Exercise is a natural mood elevator, though how that works is not completely understood. Anyone who’s jogged regularly knows the high that can result from a great run. But endorphins may be just the beginning. Researchers at Princeton University recently published a study indicating that brain cells created during physical activity appear to be calmer and more impervious to stress.

Whatever the physiological reasons, Sandler says he sees clear psychological benefits. Particularly in L.A., where residents walk far less than people in other cities, even the vainest among us can lose sight of the cognitive payoffs of exercise, he says. For living in the moment—a concept Sandler believes is key to contentment—a treadmill can’t be beat. “When you’re moving, you have to be mindful,” he says. “Because if you aren’t, you’ll fall off.”
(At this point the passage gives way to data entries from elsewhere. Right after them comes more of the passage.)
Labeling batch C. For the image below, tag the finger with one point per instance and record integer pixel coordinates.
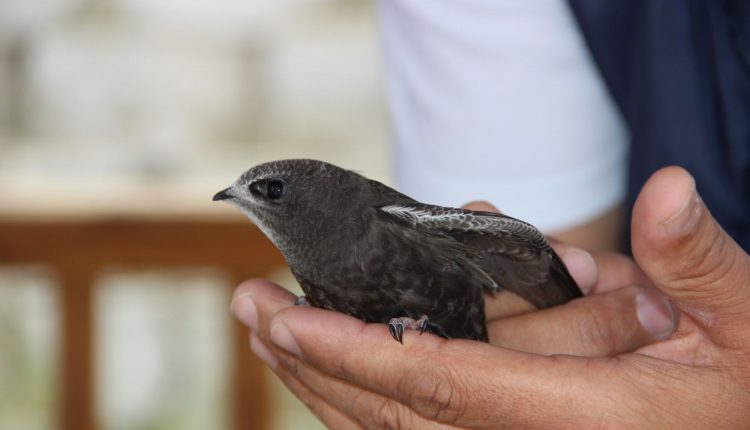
(599, 325)
(688, 256)
(367, 409)
(273, 298)
(331, 416)
(455, 381)
(599, 272)
(317, 391)
(615, 271)
(254, 302)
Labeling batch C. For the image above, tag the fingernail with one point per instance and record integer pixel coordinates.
(244, 309)
(581, 266)
(655, 314)
(259, 349)
(282, 337)
(686, 218)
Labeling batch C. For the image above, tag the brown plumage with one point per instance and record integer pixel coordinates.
(359, 247)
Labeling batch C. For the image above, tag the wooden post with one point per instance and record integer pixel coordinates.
(76, 381)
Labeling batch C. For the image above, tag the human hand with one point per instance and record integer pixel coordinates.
(352, 378)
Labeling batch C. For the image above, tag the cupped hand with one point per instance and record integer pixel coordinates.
(352, 375)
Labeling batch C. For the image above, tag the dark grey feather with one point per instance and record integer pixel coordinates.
(359, 247)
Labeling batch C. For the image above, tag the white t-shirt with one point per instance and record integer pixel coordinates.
(499, 100)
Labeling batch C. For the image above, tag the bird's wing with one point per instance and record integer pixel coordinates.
(506, 251)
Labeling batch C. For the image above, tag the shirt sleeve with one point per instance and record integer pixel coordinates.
(500, 101)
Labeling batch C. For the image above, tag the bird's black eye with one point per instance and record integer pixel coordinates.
(275, 189)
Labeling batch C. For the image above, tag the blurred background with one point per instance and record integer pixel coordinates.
(119, 119)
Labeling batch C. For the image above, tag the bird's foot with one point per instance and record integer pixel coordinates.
(301, 301)
(396, 327)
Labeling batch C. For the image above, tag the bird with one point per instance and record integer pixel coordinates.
(359, 247)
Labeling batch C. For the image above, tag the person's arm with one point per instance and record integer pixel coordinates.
(351, 376)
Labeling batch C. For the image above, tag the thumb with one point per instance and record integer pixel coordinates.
(688, 256)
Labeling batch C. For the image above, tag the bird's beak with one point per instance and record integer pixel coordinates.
(223, 194)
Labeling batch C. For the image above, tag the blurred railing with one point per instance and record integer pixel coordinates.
(78, 249)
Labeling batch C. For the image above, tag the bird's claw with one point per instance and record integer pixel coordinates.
(396, 326)
(301, 301)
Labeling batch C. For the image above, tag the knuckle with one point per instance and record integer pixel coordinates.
(388, 417)
(599, 330)
(438, 394)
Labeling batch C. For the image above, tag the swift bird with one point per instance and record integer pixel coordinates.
(359, 247)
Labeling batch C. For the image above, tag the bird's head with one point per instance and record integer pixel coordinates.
(293, 200)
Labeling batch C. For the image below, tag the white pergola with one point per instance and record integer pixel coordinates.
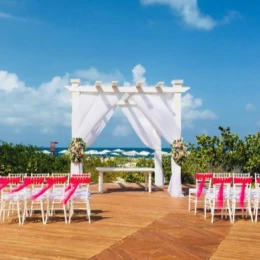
(154, 113)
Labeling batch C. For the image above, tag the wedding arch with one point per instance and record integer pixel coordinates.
(153, 112)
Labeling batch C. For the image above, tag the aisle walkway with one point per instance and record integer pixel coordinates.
(129, 223)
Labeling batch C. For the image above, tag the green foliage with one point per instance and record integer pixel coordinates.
(224, 153)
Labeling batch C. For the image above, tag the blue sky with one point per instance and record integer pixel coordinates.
(213, 45)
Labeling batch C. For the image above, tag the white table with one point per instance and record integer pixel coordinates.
(147, 172)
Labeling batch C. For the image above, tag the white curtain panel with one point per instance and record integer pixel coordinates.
(90, 110)
(158, 108)
(148, 135)
(76, 168)
(90, 114)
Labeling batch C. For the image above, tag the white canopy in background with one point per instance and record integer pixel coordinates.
(144, 153)
(118, 150)
(153, 113)
(159, 111)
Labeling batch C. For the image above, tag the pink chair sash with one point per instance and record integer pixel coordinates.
(203, 177)
(243, 181)
(50, 182)
(28, 181)
(221, 181)
(4, 181)
(75, 181)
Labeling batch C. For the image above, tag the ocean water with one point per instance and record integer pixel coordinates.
(58, 150)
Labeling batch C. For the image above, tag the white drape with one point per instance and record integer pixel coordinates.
(158, 110)
(148, 135)
(90, 114)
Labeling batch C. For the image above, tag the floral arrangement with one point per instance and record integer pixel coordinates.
(76, 150)
(179, 151)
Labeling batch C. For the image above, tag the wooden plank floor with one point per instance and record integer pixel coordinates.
(128, 223)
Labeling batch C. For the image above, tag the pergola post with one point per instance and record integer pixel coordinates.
(75, 83)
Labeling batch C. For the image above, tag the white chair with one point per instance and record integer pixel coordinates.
(36, 185)
(21, 175)
(241, 196)
(81, 195)
(221, 174)
(218, 197)
(10, 202)
(203, 184)
(255, 196)
(56, 195)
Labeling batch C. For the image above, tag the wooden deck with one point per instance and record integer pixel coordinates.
(129, 223)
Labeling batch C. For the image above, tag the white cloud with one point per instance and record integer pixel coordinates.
(138, 74)
(122, 130)
(190, 14)
(9, 81)
(44, 106)
(92, 74)
(47, 108)
(8, 16)
(250, 107)
(191, 111)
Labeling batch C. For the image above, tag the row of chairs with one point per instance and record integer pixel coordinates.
(50, 193)
(226, 192)
(22, 175)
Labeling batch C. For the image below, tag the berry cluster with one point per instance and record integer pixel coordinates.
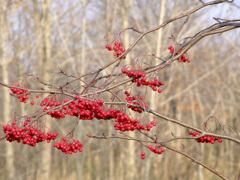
(139, 77)
(117, 47)
(156, 149)
(204, 139)
(51, 103)
(69, 147)
(130, 99)
(28, 135)
(22, 94)
(88, 110)
(182, 59)
(142, 155)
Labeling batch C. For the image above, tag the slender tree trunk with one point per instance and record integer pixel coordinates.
(79, 159)
(6, 96)
(42, 17)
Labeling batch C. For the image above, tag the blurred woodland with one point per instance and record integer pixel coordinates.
(40, 37)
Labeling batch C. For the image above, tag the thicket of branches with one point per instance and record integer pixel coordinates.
(145, 94)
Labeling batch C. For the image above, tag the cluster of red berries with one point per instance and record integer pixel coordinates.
(117, 47)
(22, 94)
(28, 135)
(182, 59)
(69, 147)
(142, 155)
(139, 77)
(51, 103)
(156, 149)
(130, 99)
(204, 139)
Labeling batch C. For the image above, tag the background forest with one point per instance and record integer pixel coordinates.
(38, 37)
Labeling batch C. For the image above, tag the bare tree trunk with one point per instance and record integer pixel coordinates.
(6, 97)
(130, 165)
(42, 20)
(154, 97)
(79, 159)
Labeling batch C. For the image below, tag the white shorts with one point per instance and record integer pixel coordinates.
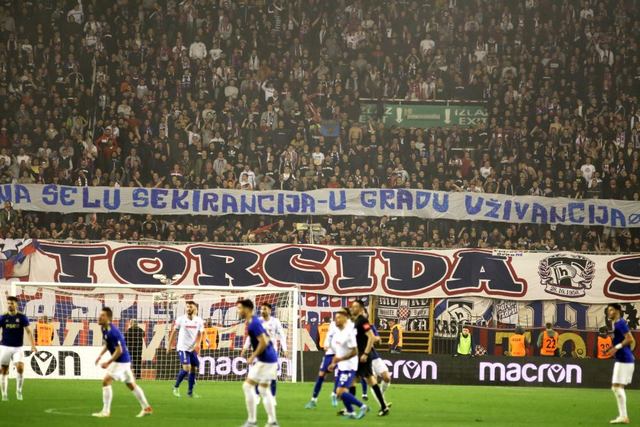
(11, 354)
(379, 367)
(622, 373)
(121, 372)
(262, 372)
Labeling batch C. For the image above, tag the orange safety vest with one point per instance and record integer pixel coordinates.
(391, 343)
(45, 334)
(604, 344)
(210, 338)
(517, 345)
(323, 330)
(549, 344)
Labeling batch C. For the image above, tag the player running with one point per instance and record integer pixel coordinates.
(345, 347)
(190, 328)
(263, 371)
(380, 369)
(366, 339)
(118, 366)
(324, 368)
(276, 333)
(624, 365)
(14, 324)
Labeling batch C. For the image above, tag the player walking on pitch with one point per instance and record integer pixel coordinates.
(14, 324)
(276, 333)
(624, 365)
(324, 368)
(190, 328)
(345, 347)
(118, 366)
(263, 371)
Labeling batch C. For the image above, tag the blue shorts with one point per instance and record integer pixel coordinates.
(326, 361)
(189, 358)
(344, 379)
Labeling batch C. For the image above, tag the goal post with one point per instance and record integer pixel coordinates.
(145, 314)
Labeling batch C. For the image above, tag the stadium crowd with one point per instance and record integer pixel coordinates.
(240, 94)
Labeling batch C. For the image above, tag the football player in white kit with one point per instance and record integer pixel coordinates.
(324, 367)
(345, 347)
(276, 333)
(190, 328)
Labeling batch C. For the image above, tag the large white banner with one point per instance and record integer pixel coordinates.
(362, 202)
(347, 271)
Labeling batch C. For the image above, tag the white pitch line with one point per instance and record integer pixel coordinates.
(55, 411)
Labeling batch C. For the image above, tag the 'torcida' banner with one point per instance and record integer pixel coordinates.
(348, 271)
(361, 202)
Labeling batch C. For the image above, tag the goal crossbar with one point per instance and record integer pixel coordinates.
(292, 308)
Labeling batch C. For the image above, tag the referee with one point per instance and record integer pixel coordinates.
(365, 339)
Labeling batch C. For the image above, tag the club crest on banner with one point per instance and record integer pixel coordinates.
(566, 275)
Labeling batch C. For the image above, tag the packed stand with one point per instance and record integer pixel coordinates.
(239, 94)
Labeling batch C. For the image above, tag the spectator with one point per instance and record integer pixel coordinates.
(518, 343)
(44, 332)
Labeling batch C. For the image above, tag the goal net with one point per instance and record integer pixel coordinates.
(146, 315)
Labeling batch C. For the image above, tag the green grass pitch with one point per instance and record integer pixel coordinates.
(64, 403)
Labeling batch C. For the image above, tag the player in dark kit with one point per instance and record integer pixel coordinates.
(366, 338)
(13, 324)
Skeptics have criticized his therapeutic multitasking. “Someone once said, ‘This is just a way for this doctor to get his exercise in and charge people for it.’?” Undeterred, he prescribes exercise instead of medication for some depressed patients. Others who need medication, he says, find that exercise enhances its positive effects.

As for happiness, Sandler urges his patients to think about what that word really means. Instead of striving to be fearless and happy, he says, “How about brave and appreciative? Appreciative people understand the ups and the downs. The goal is to be able to experience intermittent joy.”